Also, I want to apologize for being sporadic on the forum, here.  Too much life getting in the way of living!

Sorry about your sister Lupus is rough.

Alex

Gosh Lupus can be just as difficult to dx as MS, probably more so. I so get "She wasn't tearful when she called, it sounded more like a big sigh - just letting out the breath" after 25yrs of so much going on and not having a name for it, must of been a big sigh!

Hugs to you and yours..........JJ

Sorry to hear about your sister. I'm sure you have worried about her as well. I am glad they finally figured out what is causing her problems so she can get to her new norm.

Sending ripples of good thoughts across the miles.

Ren

Well, we keep repeating here that lupus is just as difficult to diagnose as MS and here's some proof I guess.  I don't know why so many docs see one negative ANA and cross it off the list.  This is SLE then?  I sure hope they can apply the brakes to her disease process G-girl.

She should do fine with Praquenil.  I started taking it myself toward the end of last summer when it was determined my immune system had developed and launched a second auto-inflammatory disease attack.  I don't have an exact name for what's bothering me but the idea is to preserve integrity and function rather than wait for more to appear.  

The idea of needing Plaquenil is as difficult to embrace as my need for Copaxone.  There's no good measure for how effective it is or if its even doing anything AT ALL.  I swallow one pill down with faith in the mornings and another with hope each evening believing they are doing Something to protect me.

Sure hope your little sister can relax into living life with lupus now that she doesn't have to listen to that Big Question buzzing around so loudly inside.

Mary

I'm glad to hear that she has answers . . .  This has got to be a relief to know what it is and start medicine to actually do something about it.  My sister and I both have autoimmune diseases, too.  

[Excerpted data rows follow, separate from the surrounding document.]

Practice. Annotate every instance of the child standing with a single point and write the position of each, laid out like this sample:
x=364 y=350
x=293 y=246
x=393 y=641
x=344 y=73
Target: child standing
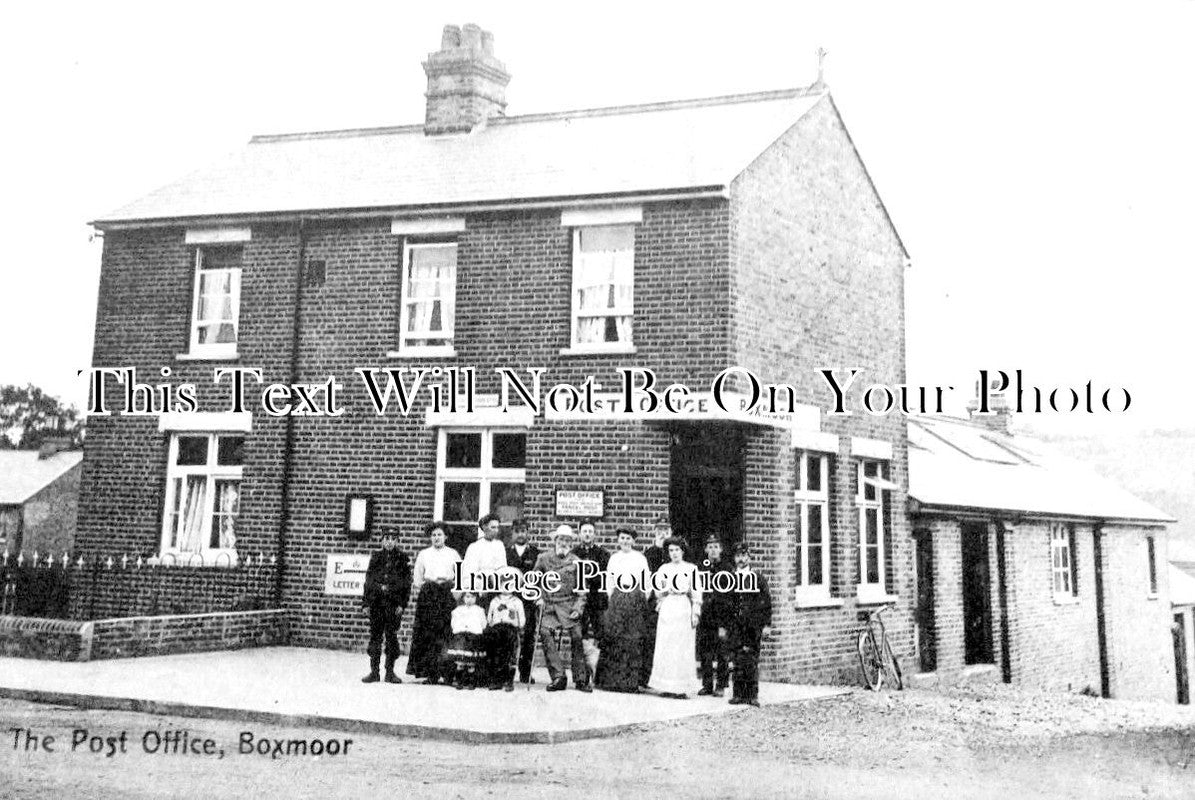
x=507 y=618
x=465 y=649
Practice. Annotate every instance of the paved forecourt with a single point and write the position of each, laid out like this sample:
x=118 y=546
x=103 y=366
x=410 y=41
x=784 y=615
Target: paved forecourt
x=316 y=688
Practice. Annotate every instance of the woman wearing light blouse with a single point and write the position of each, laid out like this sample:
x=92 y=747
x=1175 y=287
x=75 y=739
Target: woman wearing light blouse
x=435 y=571
x=679 y=608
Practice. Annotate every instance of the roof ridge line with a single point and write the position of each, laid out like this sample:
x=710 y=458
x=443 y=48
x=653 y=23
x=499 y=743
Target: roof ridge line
x=600 y=111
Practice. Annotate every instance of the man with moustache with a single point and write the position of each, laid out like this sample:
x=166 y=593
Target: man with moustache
x=716 y=608
x=386 y=591
x=522 y=555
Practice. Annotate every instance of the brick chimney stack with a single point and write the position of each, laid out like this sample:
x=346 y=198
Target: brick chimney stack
x=999 y=415
x=466 y=84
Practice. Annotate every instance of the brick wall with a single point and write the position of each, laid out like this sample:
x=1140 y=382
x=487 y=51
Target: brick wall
x=1053 y=642
x=126 y=637
x=1140 y=649
x=819 y=284
x=708 y=294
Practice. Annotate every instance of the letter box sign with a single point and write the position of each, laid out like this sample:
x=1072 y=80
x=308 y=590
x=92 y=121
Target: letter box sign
x=345 y=574
x=580 y=504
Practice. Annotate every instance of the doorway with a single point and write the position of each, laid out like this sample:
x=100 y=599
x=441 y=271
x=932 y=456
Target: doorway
x=926 y=635
x=976 y=578
x=706 y=486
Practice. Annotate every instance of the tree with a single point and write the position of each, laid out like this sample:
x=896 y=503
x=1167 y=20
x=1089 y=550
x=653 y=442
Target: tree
x=28 y=416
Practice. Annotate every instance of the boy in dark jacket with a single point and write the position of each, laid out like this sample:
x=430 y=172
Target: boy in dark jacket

I'm glad they were able to pin down a diagnosis for her with the Lupus. And that she doesn't seem to be too overwhelmed by the news just, yet.  Now she has her big sister to help her cope thru a chronic disease. Although, with her other ailments, I'm sure she's fairly good at that already.

Autoimmune diseases run in my family, too. And my mom had hemochromatosis, my older brother has it, and I have the gene mutation for it, and am on the fence for it base on my labs.  

So sorry snout your sister's Lupus. Ibet you will both be a great support system for each other.
Be well,
Deb

I'm so sorry that your family is going through so much, but grateful that all of your questions are finally being answered.

It sounds like it is hard to diagnose. I am already DX'ed with MS but have had both negative and positive ANAs, and I get the butterfly rash, so they are "keeping an eye on it" whatever that means.

I don't know how Lupus treatments work, but I'm praying that your sister will finally be able to have some good days now that she is diagnosed and on meds.

Hiya, sorry to hear about your sister's diagnosis. I think we can all relate to the 'sigh' thing as it's often such a relief to get a definite answer. I'm quite interested in the family link with autoimmune diseases. My dad had psoriasis & I have MS and my cousin has lupus. I hope your sister does well on her treatment. All the best to you

Sorry to hear about your sister, but glad she has some answers now! I will be keeping my fingers crossed treatment goes well!